Em Nápoles, Bartolomé compôs alguns poemas, entre os quais a famosa Elegía en la muerte de la reina, doña Margarita, nuestra señora (Elegia pela morte da rainha, Dona Margarida, nossa senhora, 1611), e dois anos após a morte de seu irmão, em 1615, foi nomeado cônego de La Seo de Saragoça, enquanto se encontrava em Roma, onde conheceu Galileu Galilei, que tentava vender seus instrumentos de navegação à coroa espanhola.

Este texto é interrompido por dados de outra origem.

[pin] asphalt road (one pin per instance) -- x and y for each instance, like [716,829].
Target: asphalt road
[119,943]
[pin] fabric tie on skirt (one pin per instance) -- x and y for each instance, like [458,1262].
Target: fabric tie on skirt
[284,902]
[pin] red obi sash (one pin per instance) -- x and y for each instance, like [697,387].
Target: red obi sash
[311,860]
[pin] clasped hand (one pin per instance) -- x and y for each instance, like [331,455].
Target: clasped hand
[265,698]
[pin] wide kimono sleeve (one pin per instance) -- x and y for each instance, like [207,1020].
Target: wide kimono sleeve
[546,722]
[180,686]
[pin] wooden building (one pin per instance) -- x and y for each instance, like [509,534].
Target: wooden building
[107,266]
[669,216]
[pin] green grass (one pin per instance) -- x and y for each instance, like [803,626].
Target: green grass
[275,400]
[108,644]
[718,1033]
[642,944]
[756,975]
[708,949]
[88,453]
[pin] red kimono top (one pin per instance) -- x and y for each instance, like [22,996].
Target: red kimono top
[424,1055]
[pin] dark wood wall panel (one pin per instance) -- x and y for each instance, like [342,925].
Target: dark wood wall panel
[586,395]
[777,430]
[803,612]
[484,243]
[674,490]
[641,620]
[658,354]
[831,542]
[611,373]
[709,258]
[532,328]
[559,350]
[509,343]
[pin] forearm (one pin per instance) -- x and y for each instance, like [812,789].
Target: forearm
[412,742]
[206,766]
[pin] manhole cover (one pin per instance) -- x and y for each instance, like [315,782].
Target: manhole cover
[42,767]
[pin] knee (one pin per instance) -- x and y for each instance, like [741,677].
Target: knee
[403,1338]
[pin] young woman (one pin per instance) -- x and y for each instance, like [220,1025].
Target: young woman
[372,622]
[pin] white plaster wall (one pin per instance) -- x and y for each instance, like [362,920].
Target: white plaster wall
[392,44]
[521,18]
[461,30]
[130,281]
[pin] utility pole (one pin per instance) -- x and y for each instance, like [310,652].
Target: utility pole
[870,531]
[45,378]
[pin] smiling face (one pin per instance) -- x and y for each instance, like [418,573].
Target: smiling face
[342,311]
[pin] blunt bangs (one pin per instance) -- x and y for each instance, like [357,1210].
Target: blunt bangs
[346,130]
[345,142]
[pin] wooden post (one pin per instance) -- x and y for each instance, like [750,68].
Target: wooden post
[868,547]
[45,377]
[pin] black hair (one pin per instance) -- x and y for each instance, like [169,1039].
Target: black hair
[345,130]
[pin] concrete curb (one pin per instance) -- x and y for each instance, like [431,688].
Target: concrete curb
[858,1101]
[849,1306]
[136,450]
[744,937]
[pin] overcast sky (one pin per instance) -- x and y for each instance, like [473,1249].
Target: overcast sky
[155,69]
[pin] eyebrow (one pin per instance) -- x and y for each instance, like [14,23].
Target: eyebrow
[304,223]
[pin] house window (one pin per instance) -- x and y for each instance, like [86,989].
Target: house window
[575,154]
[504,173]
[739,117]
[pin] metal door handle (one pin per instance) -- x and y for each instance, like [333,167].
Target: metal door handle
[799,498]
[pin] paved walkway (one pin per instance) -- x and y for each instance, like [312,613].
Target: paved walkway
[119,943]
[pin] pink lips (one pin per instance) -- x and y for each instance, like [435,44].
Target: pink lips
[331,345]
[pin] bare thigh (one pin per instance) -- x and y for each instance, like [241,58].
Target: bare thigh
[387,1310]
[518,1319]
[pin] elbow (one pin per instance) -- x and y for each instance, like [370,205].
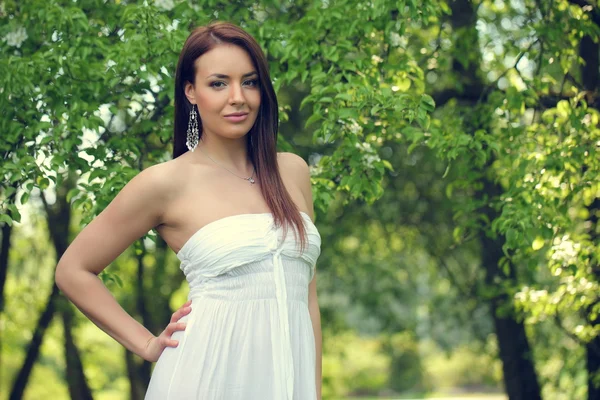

Cronista do rei, poeta: características
Em 1618, Bartolomé Leonardo de Argensola foi nomeado cronista do rei para os reinos da Coroa de Aragão, o que ampliou suas funções como historiador oficial. A partir dessa data, passou a residir permanentemente em Saragoça, embora de tempos em tempos se deslocasse a Madri para cumprir compromissos profissionais, como em 1619, a pedido de La Seo.
Tacitista e neo-estoico, Bartolomé aprofundou, como historiador, os temas da razão de Estado, da tirania e do exercício do poder absoluto, escrevendo a história para compreender o passado, convencido de que seu conhecimento deveria sempre estar a serviço da ética.
Para Bartolomé, compor poesia significava inspirar-se nos antigos gregos e nos latinos, entre os quais Horácio, Virgílio, Juvenal, Aulo Pérsio Flaco, Marcial, Píndaro, Luciano de Samósata, utilizando o terceto em sátiras, epístolas e sermões. Bartolomé revelou-se um dos mais importantes poetas castelhanos do início do século XVII, próximo e semelhante ao irmão pela inspiração nos poetas latinos e pelo caráter moralizante e didático, embora Lupercio fosse mais elegante e Bartolomé mais profundo. Ele expôs sua estética na “Epístola a Fernando de Soria”, inspirada na “Epistola ad Pisones” de Horácio. Seu sobrinho Gabriel Leonardo de Albion publicou em 1634 em Saragoça a edição póstuma dos poemas de seu pai e de seu tio, 197 poemas, divididos em quatro grupos: amorosos, satíricos, morais-religiosos e de ocasião.
Nos poemas amorosos, ele frequentemente se afastou do platonismo metafísico e pareceu defender uma relação física, descrevendo sobretudo a beleza feminina.
Bartolomé era um profundo conhecedor das sátiras de Juvenal e de Pérsio, embora seu mestre preferido fosse Horácio, a quem procurou imitar em suas críticas à corrupção dos costumes da vida na corte e nas críticas aos vícios sociais em relação à doutrina estoica.
Outros versos pertencem à poesia moral, que seguiu os temas típicos barrocos: o predomínio da razão sobre os sentidos, os perigos do mar, a brevidade da beleza feminina e da vida.